A former sweatshop worker will discuss the deplorable conditions at the Fruit of the Loom factory in El Salvador during the fourth annual Clean Clothes Fun Fair from noon to 4 p.m. Saturday, Sept. 15, at West Market Square.
A celebration of community action to end sweatshops, the downtown fair features a Clean Clothes Market Place with 20 mostly local retailers offering clothes made with dignity, as well as a Clean Clothes Fashion Show, free food, music, and activities for people of all ages.
Fruit of the Loom worker Francisca Sanchez could have helped make T-shirts for Bangor’s 2000 Kenduskeag Canoe Race, according to Bjorn Claeson of Peace Through Interamerican Community Action, which is sponsoring the fair.
Bangor’s Clean Clothes purchasing policy enables the Clean Clothes Campaign to inquire about the factories in which clothing is made, Claeson said.
“We want to celebrate the city’s courageous stand for Clean Clothes,” he said in a news release. “When large corporations hide factories in the far corners of the globe behind concrete walls, barbed wire and guards with shotguns, it is a giant step forward simply to find out where and in what conditions our clothes are made.”
Since PICA has a connection with the people of Carasque, El Salvador, through the Bangor-El Salvador Sister City Project, the fair offers a chance for area residents to meet factory workers “and come to know them as real people,” Claeson said during a recent telephone interview.
“We do this every year to celebrate the connections we have with people and how we can work together to make a better world,” he said.
Participating retailers are: The Grasshopper Shop of Bangor, Niman’s Big and Tall, Marlene’s Uniform, Peruvian Link, Best Bib and Tucker, Cadillac Mountain Sports, Ski Rack Sports, Apron Strings and Deborah Brooks, all in Bangor; Coyote Moon and The Green Store, both in Belfast; Liberty Graphics in Liberty Village; Terra Cotta Stylish Stuff in Ellsworth; Rosen’s in Bucksport; Winterport Boot Shop in Brewer; Knowsweat Jeans in Kennebunk; The Maine Blanket in Washington; and World Market Place in Blue Hill.
Also, the Bangor-El Salvador Sister City Project will offer fair-trade products made in the sewing and embroidery workshop of Carasque.
The fair will celebrate Maine’s recent first-in-the-nation Anti-sweatshop Purchasing Law with a giant cake brought in by the Hathaway Shirt Parade.
Sen.

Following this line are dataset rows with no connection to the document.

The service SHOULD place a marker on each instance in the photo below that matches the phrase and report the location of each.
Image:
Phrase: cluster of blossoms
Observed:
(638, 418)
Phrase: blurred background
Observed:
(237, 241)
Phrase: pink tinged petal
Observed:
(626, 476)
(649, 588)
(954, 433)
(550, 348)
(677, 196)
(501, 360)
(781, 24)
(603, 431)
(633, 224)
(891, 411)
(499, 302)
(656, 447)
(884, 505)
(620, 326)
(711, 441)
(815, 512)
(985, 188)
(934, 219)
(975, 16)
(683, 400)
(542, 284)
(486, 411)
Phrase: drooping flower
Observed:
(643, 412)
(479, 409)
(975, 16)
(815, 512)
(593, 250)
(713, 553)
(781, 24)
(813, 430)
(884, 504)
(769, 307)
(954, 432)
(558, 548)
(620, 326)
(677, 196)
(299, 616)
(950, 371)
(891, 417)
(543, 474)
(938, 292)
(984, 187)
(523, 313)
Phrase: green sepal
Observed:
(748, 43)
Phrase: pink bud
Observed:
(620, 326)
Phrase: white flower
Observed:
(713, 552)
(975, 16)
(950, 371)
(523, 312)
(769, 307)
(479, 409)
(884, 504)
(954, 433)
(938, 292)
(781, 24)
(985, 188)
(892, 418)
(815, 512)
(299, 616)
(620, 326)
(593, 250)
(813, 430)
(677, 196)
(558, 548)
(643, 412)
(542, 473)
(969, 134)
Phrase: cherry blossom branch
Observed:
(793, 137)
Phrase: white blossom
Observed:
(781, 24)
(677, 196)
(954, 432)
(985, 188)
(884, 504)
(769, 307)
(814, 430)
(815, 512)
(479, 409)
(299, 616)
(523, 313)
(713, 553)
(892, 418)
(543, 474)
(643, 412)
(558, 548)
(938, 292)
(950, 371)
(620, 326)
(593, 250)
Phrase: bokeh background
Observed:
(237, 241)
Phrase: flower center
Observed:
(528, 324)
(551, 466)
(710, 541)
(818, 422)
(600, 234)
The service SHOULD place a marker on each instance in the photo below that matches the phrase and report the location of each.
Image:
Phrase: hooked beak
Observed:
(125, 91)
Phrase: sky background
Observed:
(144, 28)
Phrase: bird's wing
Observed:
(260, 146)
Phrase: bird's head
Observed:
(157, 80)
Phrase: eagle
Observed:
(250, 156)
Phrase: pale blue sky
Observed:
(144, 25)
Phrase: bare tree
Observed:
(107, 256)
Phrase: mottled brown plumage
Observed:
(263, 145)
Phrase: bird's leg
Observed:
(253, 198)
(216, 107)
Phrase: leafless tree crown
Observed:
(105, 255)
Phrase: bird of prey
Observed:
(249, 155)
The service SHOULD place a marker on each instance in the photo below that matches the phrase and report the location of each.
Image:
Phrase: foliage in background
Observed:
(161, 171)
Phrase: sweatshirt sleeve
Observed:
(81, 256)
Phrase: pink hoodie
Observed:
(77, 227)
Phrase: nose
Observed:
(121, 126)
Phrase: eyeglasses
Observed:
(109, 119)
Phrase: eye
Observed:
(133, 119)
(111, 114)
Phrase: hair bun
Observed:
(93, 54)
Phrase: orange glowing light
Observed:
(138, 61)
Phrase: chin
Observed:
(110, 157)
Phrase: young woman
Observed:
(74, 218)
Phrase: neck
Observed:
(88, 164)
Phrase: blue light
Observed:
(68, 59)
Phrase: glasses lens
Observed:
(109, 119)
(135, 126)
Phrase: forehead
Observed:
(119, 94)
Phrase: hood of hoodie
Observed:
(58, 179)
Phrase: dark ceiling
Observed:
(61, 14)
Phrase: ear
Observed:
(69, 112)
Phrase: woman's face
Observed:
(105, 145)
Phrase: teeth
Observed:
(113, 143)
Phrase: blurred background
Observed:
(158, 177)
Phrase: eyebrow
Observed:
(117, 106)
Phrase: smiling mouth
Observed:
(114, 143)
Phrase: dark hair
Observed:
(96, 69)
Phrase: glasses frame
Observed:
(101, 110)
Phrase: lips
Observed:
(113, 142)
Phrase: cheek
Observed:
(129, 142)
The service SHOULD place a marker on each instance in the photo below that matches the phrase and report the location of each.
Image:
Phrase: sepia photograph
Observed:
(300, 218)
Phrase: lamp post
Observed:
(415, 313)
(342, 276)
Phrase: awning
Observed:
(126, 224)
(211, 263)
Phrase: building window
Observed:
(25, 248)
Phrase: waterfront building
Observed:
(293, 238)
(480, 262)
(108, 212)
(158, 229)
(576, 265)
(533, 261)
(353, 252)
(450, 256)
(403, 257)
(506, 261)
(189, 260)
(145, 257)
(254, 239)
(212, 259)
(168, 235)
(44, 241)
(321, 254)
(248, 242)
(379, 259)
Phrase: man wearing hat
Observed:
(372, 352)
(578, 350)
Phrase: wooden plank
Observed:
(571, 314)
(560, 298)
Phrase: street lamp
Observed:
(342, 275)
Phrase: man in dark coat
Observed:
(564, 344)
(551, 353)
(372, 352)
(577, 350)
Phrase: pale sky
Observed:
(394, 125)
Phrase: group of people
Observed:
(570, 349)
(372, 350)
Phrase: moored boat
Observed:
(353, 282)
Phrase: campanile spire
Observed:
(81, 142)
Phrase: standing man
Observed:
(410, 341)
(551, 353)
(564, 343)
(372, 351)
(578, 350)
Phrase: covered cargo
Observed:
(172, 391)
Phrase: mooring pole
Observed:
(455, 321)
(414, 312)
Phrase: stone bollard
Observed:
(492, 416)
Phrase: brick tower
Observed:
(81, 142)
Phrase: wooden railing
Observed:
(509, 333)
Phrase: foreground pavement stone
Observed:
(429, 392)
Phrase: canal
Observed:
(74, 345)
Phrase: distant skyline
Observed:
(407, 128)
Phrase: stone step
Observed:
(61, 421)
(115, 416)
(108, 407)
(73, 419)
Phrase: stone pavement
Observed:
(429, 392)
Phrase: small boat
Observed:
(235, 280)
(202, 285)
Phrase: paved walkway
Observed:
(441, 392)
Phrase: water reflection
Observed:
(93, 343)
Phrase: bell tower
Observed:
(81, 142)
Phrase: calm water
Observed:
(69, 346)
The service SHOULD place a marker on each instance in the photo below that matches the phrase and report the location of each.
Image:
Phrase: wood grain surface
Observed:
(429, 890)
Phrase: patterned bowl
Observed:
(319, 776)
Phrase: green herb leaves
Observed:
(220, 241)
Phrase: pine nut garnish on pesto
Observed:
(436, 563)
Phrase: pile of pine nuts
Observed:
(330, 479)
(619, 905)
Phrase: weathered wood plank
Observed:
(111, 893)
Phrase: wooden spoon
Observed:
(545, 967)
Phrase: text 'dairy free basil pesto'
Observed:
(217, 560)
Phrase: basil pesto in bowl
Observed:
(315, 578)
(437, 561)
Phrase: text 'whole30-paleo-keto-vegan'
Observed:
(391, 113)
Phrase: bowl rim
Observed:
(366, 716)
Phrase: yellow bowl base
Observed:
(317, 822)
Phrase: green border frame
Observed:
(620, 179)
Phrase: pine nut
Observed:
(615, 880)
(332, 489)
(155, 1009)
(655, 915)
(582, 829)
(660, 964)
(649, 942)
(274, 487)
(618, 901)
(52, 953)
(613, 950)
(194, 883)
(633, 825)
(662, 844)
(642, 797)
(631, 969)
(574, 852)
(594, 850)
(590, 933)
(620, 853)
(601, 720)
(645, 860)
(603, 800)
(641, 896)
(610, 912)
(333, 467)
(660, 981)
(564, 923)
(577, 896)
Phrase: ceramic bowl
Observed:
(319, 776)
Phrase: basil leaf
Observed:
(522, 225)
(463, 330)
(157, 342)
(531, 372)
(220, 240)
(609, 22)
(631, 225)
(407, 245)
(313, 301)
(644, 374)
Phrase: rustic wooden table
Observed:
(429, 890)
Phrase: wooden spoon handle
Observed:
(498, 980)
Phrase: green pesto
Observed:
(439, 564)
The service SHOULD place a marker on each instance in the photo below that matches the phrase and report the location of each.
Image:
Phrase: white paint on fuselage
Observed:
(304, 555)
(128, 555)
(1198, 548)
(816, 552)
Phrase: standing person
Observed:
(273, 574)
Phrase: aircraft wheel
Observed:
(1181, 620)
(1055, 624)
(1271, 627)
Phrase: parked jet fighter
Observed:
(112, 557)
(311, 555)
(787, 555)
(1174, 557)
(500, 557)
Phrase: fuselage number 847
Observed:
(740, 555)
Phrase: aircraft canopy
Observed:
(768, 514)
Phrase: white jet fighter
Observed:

Peggy Pendleton of Scarborough will be on hand to receive a “Clean Clothes legislator of the year” award for her role in passing the path-breaking legislation.
Also scheduled are clean T-shirt painting; prize giveaways; juggling with Zachary Fields; video making with the Maine Discovery Museum; a globalization art project and teach-in; and music by Tree by Leaf, Spiracle Twine and Solstice.
The fair is funded largely by the Stephen and Tabitha King Foundation.